Адель лишь вздохнула.

– Давайте сперва выведем его из-под огня, – уже более мягко предложил баварец, – а потом вы подумаете на досуге, нужен ли вам растяпа, моя красавица, и не разумнее ли предпочесть солидного человека… который, между прочим, смотрит дальше собственного носа, пусть и не такого великолепного…

Нос у баварца был обыкновенный – картошкой.

– Поехали, – Адель послала кобылку вперед. – Вы пользуетесь доверием беззащитной женщины…

В руке у нее все еще был заряженный пистолет.

На опушке маркитантка пропустила баварца вперед, чтобы его приятели, терпеливо ждавшие, пока он впотьмах отыщет заветный дуб, не слишком удивились. Он выехал на дорогу, сказал им всего три-четыре словца шепотом, помахал Адели рукой – и вот без лишних разговоров образовался еще один конный отряд, и тоже из четырех всадников.

Адель повела его туда, где Ешка и Мач охраняли придремавшего гусара.

Сперва господин Бауман не сообразил, в чем дело. Он обратился к Сергею Петровичу с достоинством и любезностью. И получил в ответ несуразное бормотание. Спутники баварца весело переглянулись.

– Что прикажете делать, моя красавица? – сердито обратился господин Бауман к Адели. – Похоже, это еще один аргумент в мою пользу!

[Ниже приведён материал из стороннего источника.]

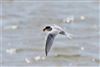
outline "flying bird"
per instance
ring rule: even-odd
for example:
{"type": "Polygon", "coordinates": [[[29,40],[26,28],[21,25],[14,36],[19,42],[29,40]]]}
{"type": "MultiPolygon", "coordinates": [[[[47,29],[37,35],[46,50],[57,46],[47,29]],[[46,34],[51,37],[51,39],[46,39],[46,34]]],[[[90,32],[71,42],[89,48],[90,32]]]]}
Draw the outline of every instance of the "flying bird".
{"type": "Polygon", "coordinates": [[[48,36],[46,40],[46,46],[45,46],[45,54],[47,56],[48,52],[50,51],[50,48],[53,44],[54,38],[57,34],[66,35],[69,39],[71,39],[71,34],[65,32],[60,26],[58,25],[52,25],[52,26],[46,26],[44,27],[43,31],[48,31],[48,36]]]}

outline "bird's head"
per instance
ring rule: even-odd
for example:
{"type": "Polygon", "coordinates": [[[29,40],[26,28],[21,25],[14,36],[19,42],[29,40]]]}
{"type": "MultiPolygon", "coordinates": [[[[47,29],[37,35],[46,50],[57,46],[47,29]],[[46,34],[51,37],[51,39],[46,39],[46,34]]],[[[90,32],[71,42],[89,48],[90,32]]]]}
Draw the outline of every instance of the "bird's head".
{"type": "Polygon", "coordinates": [[[43,31],[51,31],[51,30],[52,30],[51,26],[46,26],[46,27],[43,29],[43,31]]]}

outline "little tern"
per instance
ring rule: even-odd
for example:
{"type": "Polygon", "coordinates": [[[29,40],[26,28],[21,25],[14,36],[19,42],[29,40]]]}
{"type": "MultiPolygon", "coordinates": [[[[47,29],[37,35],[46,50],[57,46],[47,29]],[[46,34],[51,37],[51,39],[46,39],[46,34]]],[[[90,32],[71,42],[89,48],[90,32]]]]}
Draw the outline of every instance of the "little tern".
{"type": "Polygon", "coordinates": [[[50,48],[53,44],[54,38],[57,34],[66,35],[69,39],[71,39],[71,34],[65,32],[60,26],[58,25],[52,25],[52,26],[46,26],[43,31],[48,31],[48,36],[46,40],[46,46],[45,46],[45,54],[47,56],[48,52],[50,51],[50,48]]]}

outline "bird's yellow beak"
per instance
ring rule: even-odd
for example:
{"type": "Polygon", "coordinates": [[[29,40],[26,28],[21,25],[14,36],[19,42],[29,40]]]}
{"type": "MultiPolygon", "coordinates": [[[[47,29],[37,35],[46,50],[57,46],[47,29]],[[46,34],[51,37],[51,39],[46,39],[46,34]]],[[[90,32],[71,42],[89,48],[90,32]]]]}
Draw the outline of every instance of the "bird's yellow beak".
{"type": "Polygon", "coordinates": [[[43,32],[45,32],[46,28],[43,29],[43,32]]]}

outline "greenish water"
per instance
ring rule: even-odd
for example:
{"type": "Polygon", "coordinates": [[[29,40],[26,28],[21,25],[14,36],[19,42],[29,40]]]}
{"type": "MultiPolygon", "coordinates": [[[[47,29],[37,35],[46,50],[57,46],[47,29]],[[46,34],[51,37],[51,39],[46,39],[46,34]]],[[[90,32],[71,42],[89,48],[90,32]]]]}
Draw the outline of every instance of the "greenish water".
{"type": "Polygon", "coordinates": [[[0,7],[0,65],[99,66],[98,1],[12,0],[2,2],[0,7]],[[73,21],[65,23],[63,19],[69,16],[73,21]],[[42,29],[48,24],[60,25],[75,36],[68,40],[58,35],[46,57],[42,29]]]}

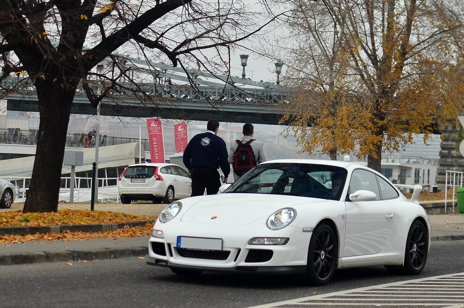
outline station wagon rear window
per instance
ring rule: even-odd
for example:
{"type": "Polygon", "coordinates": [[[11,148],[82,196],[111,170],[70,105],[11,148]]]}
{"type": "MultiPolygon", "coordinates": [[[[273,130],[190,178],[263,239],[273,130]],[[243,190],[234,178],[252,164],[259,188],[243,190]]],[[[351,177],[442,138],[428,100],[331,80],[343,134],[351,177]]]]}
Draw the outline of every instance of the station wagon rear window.
{"type": "Polygon", "coordinates": [[[151,178],[155,174],[155,166],[132,166],[128,167],[124,172],[124,178],[151,178]]]}

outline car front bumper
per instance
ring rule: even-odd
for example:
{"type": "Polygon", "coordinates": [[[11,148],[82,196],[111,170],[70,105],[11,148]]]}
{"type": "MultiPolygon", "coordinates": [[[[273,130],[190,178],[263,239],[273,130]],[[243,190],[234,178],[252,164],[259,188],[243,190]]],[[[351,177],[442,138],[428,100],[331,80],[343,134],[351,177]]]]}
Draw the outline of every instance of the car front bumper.
{"type": "Polygon", "coordinates": [[[303,232],[302,229],[291,226],[281,230],[271,230],[260,222],[239,227],[203,224],[199,228],[194,222],[176,223],[170,222],[162,224],[157,222],[155,228],[162,230],[165,238],[150,238],[149,264],[152,265],[201,271],[274,273],[305,272],[308,245],[312,234],[303,232]],[[223,240],[222,251],[230,253],[223,256],[222,259],[187,256],[182,248],[176,247],[178,236],[220,238],[223,240]],[[264,237],[289,238],[290,240],[284,245],[248,244],[253,237],[264,237]],[[258,257],[259,260],[253,258],[249,259],[249,253],[251,250],[254,251],[251,254],[256,253],[260,256],[263,255],[261,254],[264,253],[263,250],[268,252],[272,251],[271,257],[264,258],[266,259],[258,257]]]}
{"type": "Polygon", "coordinates": [[[233,267],[213,267],[211,266],[198,266],[171,263],[168,261],[151,257],[148,257],[147,261],[148,265],[168,267],[169,268],[204,271],[217,271],[226,272],[239,272],[256,274],[304,274],[306,272],[306,265],[282,265],[282,266],[257,266],[246,265],[233,267]]]}

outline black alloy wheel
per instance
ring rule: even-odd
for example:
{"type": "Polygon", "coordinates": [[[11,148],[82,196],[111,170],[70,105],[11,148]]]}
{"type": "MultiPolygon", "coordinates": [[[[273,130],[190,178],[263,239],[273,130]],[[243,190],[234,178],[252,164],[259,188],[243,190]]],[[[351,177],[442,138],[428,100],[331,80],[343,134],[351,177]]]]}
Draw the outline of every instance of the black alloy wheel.
{"type": "Polygon", "coordinates": [[[168,187],[166,190],[166,196],[163,198],[163,202],[166,204],[169,204],[174,201],[174,188],[172,186],[168,187]]]}
{"type": "Polygon", "coordinates": [[[332,278],[337,266],[338,247],[335,234],[325,223],[314,228],[309,241],[306,265],[306,278],[315,285],[326,284],[332,278]]]}
{"type": "Polygon", "coordinates": [[[0,208],[2,209],[9,209],[13,203],[13,194],[8,189],[5,190],[0,200],[0,208]]]}
{"type": "Polygon", "coordinates": [[[420,274],[425,266],[428,253],[428,240],[425,227],[420,221],[414,221],[406,240],[403,266],[405,272],[409,275],[420,274]]]}
{"type": "Polygon", "coordinates": [[[203,272],[202,271],[193,271],[192,270],[182,270],[178,268],[171,268],[173,272],[182,276],[198,276],[203,272]]]}

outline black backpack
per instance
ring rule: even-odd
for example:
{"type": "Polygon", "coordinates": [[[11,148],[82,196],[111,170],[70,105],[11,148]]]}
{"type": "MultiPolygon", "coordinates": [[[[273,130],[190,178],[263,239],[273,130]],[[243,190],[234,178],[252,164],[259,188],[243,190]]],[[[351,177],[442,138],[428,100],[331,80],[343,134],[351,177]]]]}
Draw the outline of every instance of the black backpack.
{"type": "Polygon", "coordinates": [[[250,139],[246,142],[239,140],[235,141],[238,146],[235,149],[235,159],[232,167],[233,172],[239,177],[256,166],[256,158],[250,144],[256,140],[250,139]]]}

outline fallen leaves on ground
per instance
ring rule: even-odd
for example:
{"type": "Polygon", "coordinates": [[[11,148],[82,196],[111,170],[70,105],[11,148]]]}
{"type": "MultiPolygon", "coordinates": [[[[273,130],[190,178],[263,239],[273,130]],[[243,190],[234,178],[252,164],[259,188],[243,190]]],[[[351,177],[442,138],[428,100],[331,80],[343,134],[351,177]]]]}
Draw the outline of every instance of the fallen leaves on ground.
{"type": "MultiPolygon", "coordinates": [[[[142,227],[129,228],[126,227],[117,230],[108,231],[105,232],[81,232],[64,231],[61,233],[36,233],[23,235],[0,235],[0,244],[5,245],[12,243],[25,243],[31,240],[48,241],[49,242],[61,240],[63,241],[84,240],[96,239],[113,239],[124,237],[136,237],[148,236],[151,234],[153,225],[147,223],[142,227]]],[[[66,248],[66,247],[65,247],[66,248]]]]}
{"type": "MultiPolygon", "coordinates": [[[[421,191],[420,192],[420,194],[419,195],[419,201],[432,201],[435,200],[445,200],[445,191],[444,190],[439,192],[435,193],[428,192],[427,191],[421,191]]],[[[412,194],[410,193],[405,193],[403,194],[408,199],[411,199],[411,196],[412,196],[412,194]]],[[[457,196],[456,193],[455,193],[454,200],[456,200],[457,198],[457,196]]],[[[448,190],[448,200],[452,199],[453,189],[451,188],[448,190]]]]}
{"type": "Polygon", "coordinates": [[[153,218],[109,211],[58,209],[50,213],[23,213],[20,210],[0,213],[0,227],[88,225],[154,220],[153,218]]]}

Адель была до того зла на красавца гусара, что ехидство баварца лишь подлило масла в огонь.

– Что собирались – то и делайте! – отрубила она. – Насколько я помню, вы хотели спасти не столько его бессмертную душу, сколько грешное тело. Ну вот и берите это тело! Мач, не надо его загораживать. Отойди!

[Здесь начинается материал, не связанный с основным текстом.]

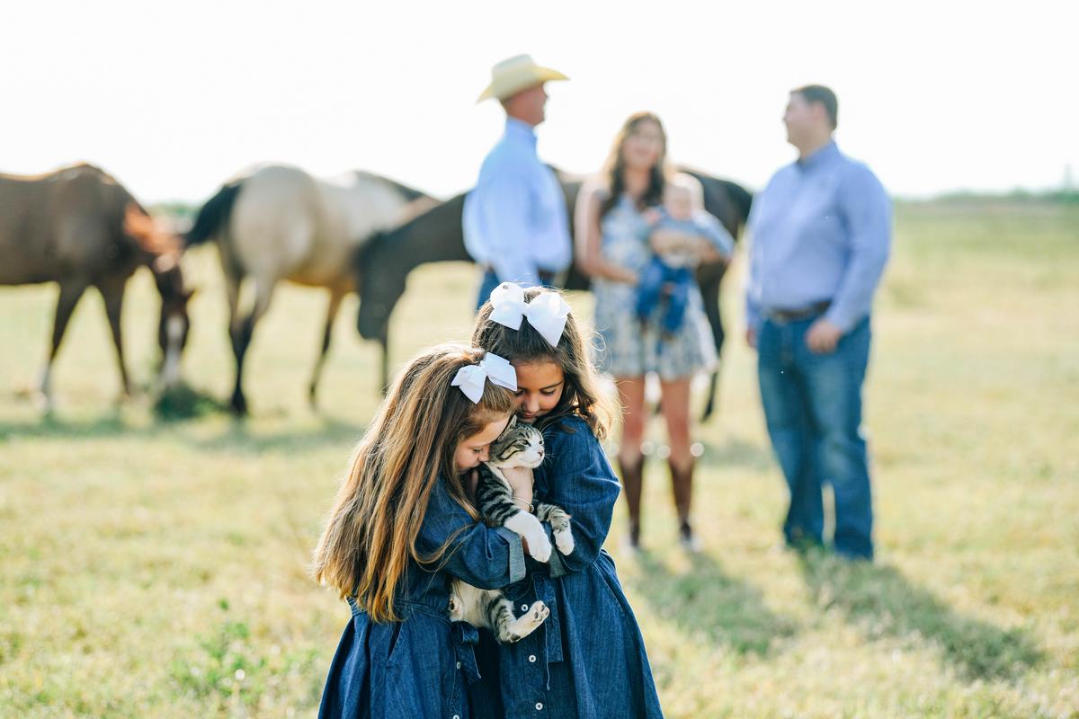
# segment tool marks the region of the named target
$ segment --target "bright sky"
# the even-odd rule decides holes
[[[1079,183],[1073,2],[56,2],[0,20],[0,171],[77,160],[147,202],[202,201],[238,169],[364,168],[470,186],[502,129],[476,105],[530,53],[546,161],[599,167],[622,121],[664,119],[674,161],[759,188],[793,157],[791,87],[839,97],[837,139],[902,195]]]

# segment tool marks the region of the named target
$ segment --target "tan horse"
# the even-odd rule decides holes
[[[64,330],[88,287],[105,300],[123,393],[131,393],[120,316],[127,278],[140,266],[153,272],[161,294],[161,379],[168,386],[178,378],[192,294],[183,288],[179,250],[178,238],[159,231],[131,193],[93,165],[35,177],[0,174],[0,285],[60,286],[52,349],[39,385],[46,410],[53,406],[52,368]]]
[[[315,404],[318,378],[341,300],[356,290],[354,264],[367,239],[433,207],[429,196],[369,172],[317,179],[297,167],[267,165],[226,182],[199,210],[188,247],[217,240],[229,300],[229,336],[236,359],[232,409],[247,413],[244,356],[255,326],[270,307],[281,280],[329,291],[322,350],[308,398]],[[255,301],[243,317],[240,290],[255,284]]]

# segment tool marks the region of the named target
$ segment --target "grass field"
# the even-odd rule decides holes
[[[658,460],[648,554],[619,552],[618,507],[607,547],[668,717],[1079,717],[1079,207],[904,205],[897,227],[866,400],[877,563],[778,548],[786,492],[734,277],[721,412],[698,429],[707,551],[678,550]],[[214,252],[188,259],[185,370],[226,398]],[[474,280],[413,276],[395,363],[467,335]],[[319,412],[305,385],[325,299],[286,287],[250,356],[254,418],[161,423],[145,397],[115,404],[92,295],[41,418],[24,390],[55,294],[0,289],[0,716],[312,716],[347,610],[308,578],[310,551],[377,402],[355,301]],[[144,382],[155,312],[139,275],[124,327]]]

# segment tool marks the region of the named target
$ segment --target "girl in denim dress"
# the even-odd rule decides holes
[[[463,478],[517,407],[514,370],[498,359],[462,346],[421,354],[356,446],[314,556],[315,578],[352,608],[319,717],[472,716],[477,634],[449,621],[450,583],[524,577],[520,538],[479,522]]]
[[[598,390],[585,334],[557,292],[504,282],[491,298],[473,343],[514,365],[518,417],[543,431],[546,446],[533,493],[522,485],[520,498],[569,512],[574,549],[554,551],[549,564],[529,559],[524,579],[506,589],[516,613],[542,599],[550,616],[517,644],[495,645],[481,633],[477,716],[661,717],[644,639],[602,549],[619,485],[600,444],[612,407]]]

Мач не загораживал, а придерживал в седле Сергея Петровича, но спорить с возмущенной маркитанткой не стал. Он отъехал – и гусар, утратив равновесие, сполз с коня, улегся у копыт, свернулся клубочком, а физиономия у него сделалась совсем блаженная.

– Прошу! – Адель сделала царственнный жест в сторону тела, а сама отъехала поближе к Ешке. Тот лишь посмеивался, глядя на позор соперника.

– Поздравляю с удачным приобретением! – добавила маркитантка, глядя, как господин Бауман, спешившись, пытается растрясти гусара.

– Слезай-ка и ты, Герман, – попросил баварец одного из спутников. – Я один не управлюсь. – Да не упирайтесь вы, сударь!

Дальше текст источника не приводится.